2. Line 138 vs. Line 265: The Methods section states that participants exercised at least once per week (Line 138), whereas the Discussion states that participants exercised at least three times per week (Line 265). This inconsistency affects the definition of the study population and undermines methodological clarity. The authors should reconcile and clearly define the inclusion criteria.
3. Introduction, especially Lines 116–124: Although the Introduction provides broad background information, it does not clearly identify a specific research gap or state explicit research questions or hypotheses. The study appears primarily descriptive. The authors should clarify how their work extends existing literature and articulate specific, testable objectives.
4. The study does not quantify important training-related variables such as training volume, intensity, exercise type, supervision, technique quality, or prior injury history. Additionally, key demographic and health variables (e.g., BMI, occupation, comorbidities) are not considered. The absence of these variables likely contributes to residual confounding and limits interpretation of the regression model. These limitations should be explicitly acknowledged and discussed.
5. Lines 153–156; Table 2: The authors should justify the choice of reference categories in the logistic regression model and provide a clearer clinical interpretation of the resulting odds ratios. While the model is statistically significant, it explains a limited proportion of variance (Nagelkerke R² = 0.28), suggesting that important predictors may be missing. The authors should discuss model limitations and consider whether additional variables could improve explanatory power.
6. Line 183: The chi-square statistic is presented with formatting errors (e.g., duplicated notation). Statistical reporting should be corrected and standardized throughout the manuscript.
7. The main findings—that older participants and those with longer training histories report more musculoskeletal pain—are largely consistent with prior literature. The manuscript should better articulate its novel contribution and explain how the findings advance understanding beyond existing studies.
8. The Nordic Musculoskeletal Questionnaire captures the presence or absence of symptoms but does not measure pain intensity, duration, or functional impact. This limitation should be explicitly acknowledged, and its implications for interpreting prevalence estimates should be discussed.
9. Lines 200–270: The Discussion largely reiterates known information and does not sufficiently integrate the current findings into a broader conceptual framework. Additionally, the Conclusions recommend intervention strategies that were not directly evaluated in the study. The authors should align their conclusions more closely with the study design and results.

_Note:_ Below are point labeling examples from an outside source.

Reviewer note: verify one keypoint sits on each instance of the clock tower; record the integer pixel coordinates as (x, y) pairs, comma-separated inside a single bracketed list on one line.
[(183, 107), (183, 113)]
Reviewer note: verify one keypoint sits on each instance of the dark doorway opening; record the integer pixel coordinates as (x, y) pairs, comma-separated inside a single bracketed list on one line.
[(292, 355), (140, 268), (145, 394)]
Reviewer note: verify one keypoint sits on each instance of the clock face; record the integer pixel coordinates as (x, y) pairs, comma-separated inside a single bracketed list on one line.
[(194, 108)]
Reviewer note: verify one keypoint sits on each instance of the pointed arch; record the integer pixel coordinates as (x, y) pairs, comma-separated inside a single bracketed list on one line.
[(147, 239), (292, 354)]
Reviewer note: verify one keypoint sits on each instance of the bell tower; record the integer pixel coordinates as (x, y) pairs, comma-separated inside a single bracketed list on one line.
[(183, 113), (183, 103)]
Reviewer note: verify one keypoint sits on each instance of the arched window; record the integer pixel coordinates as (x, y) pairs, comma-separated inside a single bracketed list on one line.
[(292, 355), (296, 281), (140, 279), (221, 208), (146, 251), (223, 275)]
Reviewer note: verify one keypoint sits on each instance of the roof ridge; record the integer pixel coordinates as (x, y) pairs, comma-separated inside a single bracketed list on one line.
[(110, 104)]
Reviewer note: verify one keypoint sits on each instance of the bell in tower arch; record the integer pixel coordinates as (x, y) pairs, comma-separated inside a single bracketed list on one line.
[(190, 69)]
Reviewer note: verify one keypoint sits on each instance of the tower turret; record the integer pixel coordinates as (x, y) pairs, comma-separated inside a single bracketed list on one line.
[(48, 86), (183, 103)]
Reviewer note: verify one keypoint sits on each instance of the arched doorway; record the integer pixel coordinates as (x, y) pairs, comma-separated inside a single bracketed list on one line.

10. The manuscript does not report key logistic regression diagnostics. The authors should clarify: (1) whether multicollinearity was assessed, (2) how model fit beyond the omnibus test was evaluated (e.g., Hosmer–Lemeshow test), (3) whether influential observations were examined, and (4)how missing data were handled.
11. Age and years of practice are categorized into broad groups. Categorizing continuous variables can reduce statistical power and obscure dose–response relationships. The authors should justify their categorization strategy or consider sensitivity analyses using continuous predictors.
12. Although odds ratios and confidence intervals are reported, interpretation remains limited. The authors should emphasize effect sizes and clinical relevance rather than relying primarily on p-values.
Minor comments:
13. Several grammatical and typographical errors are present and should be corrected through careful language editing.
14. Table and figure captions should be more descriptive and self-contained.
15. Terminology related to musculoskeletal symptoms and injuries should be used consistently.
16. Ethical approval and institutional review board information should be presented clearly and consistently.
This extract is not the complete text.